Due to 'massive rising costs', the businessman has been forced to raise his prices, with a portion of cod now costing £8.20.
At one point, the average price of your chippy go-to was likely sitting around £6.65.
That means Morey’s portion is a 23.3 percent increase on the mean six years ago.
Despite a slice of hake coming in slightly cheaper at £6.50, the fish and chip shop owner claimed he has had a tough time convincing customers to deviate away from the tried-and-tested protein.
He called die-hard cod lovers ‘religious’ and ‘fanatical’, adding that they are ‘willing to pay a premium because that is what cod is, a premium product.’
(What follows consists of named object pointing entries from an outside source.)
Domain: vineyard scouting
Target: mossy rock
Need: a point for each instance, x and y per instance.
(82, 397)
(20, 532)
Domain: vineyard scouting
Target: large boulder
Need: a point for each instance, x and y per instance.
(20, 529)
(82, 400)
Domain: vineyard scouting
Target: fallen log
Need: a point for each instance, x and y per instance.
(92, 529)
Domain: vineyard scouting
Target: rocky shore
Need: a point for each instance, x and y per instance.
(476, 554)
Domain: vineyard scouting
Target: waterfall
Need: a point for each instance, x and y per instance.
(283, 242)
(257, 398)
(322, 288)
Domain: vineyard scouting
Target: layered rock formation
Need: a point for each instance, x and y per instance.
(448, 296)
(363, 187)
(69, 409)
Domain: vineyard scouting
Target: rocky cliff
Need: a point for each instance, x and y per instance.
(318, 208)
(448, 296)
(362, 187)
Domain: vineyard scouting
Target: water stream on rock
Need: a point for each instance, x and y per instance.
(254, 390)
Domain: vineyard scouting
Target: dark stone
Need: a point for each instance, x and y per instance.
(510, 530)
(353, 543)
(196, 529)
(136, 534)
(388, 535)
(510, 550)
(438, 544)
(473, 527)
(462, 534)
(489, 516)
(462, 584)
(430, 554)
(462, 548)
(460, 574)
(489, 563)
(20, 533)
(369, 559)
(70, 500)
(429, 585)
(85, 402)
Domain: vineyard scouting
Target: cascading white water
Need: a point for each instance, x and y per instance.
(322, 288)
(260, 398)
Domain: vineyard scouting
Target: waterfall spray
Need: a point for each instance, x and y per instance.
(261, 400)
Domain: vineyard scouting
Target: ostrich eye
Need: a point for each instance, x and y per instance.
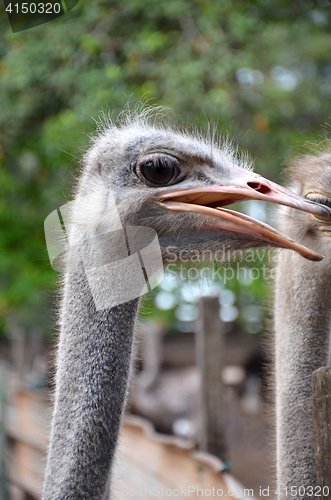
(158, 170)
(319, 198)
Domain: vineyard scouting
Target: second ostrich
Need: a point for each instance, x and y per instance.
(177, 185)
(302, 324)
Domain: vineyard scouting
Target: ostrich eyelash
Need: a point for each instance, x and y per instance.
(319, 199)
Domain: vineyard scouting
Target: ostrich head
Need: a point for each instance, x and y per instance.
(178, 185)
(310, 177)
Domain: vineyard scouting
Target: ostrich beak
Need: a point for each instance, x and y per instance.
(209, 200)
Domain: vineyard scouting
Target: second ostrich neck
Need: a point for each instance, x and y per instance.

“It's the white gold,” he mused.

While some loyal clientele are willing to fork out for their fish supper, other flash-in-the-pan patrons aren’t as keen on the price hikes and are looking elsewhere for their takeaway fix.
Shops are closing as a result, according to Andrew Crook, president of the National Federation of Fish Friers.
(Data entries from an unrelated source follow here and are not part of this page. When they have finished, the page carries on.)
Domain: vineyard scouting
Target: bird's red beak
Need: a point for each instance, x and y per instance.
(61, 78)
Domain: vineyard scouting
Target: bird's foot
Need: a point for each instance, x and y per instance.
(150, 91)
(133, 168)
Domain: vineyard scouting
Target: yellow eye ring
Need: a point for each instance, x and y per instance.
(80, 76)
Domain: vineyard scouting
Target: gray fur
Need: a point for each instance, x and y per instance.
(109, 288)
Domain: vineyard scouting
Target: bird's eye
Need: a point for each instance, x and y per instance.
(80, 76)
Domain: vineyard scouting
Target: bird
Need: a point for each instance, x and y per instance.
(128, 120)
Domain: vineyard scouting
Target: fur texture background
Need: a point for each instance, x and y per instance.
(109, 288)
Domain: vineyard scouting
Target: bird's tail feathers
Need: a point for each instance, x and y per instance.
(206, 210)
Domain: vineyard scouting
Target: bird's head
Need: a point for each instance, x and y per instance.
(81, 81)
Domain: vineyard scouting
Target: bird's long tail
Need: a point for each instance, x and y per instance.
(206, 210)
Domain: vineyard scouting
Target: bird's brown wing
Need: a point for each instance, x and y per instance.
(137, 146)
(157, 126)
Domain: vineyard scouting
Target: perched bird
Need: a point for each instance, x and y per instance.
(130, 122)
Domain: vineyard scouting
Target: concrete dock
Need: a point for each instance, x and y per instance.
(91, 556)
“It's more and more difficult for the smaller shops just to compete and keep up with legislation,” he informed the publication.
"We're busy producing fish and chips - that's what we came into the industry for - and you spend more and more of your time filling out forms and making sure you're compliant.”
The news comes amid concerning data suggesting some fish friers are secretly selling a species of catfish in the North West of England.
An investigation conducted in Liverpool and Manchester found that three of ten brick-and-mortar businesses that were advertising ‘normal fish’ or ‘white fish’ were actually handing out catfish imported from Southeast Asia.
DNA testing took place under the watchful eyes of Professor Stefano Mariani and Catherine Perfect at Liverpool John Moores University.

“In my experience with fish and chips, three out of 10 is quite a lot - I don't recall seeing this level of catfish,” said Prof. Mariani.
"It is very difficult for a member of the public that is not a trained fish biologist to identify one fillet from another.”
Despite the very obvious duplicity, Crook stated that there is ‘nothing wrong’ with eating catfish when it comes to your health.
“When you go and get fish and chips most people expect a marine species, so cod, haddock or plaice,” he said.
"I think if you've got something that's farmed, like pangasius, as long as it's advertised as such that's fine.
"It's when it's being sold at a cod price that's a problem and shops need to be careful about doing that."
He added that chip shops should be listing the species on their menus.
"As an industry, we've got to have the trust of the general public.”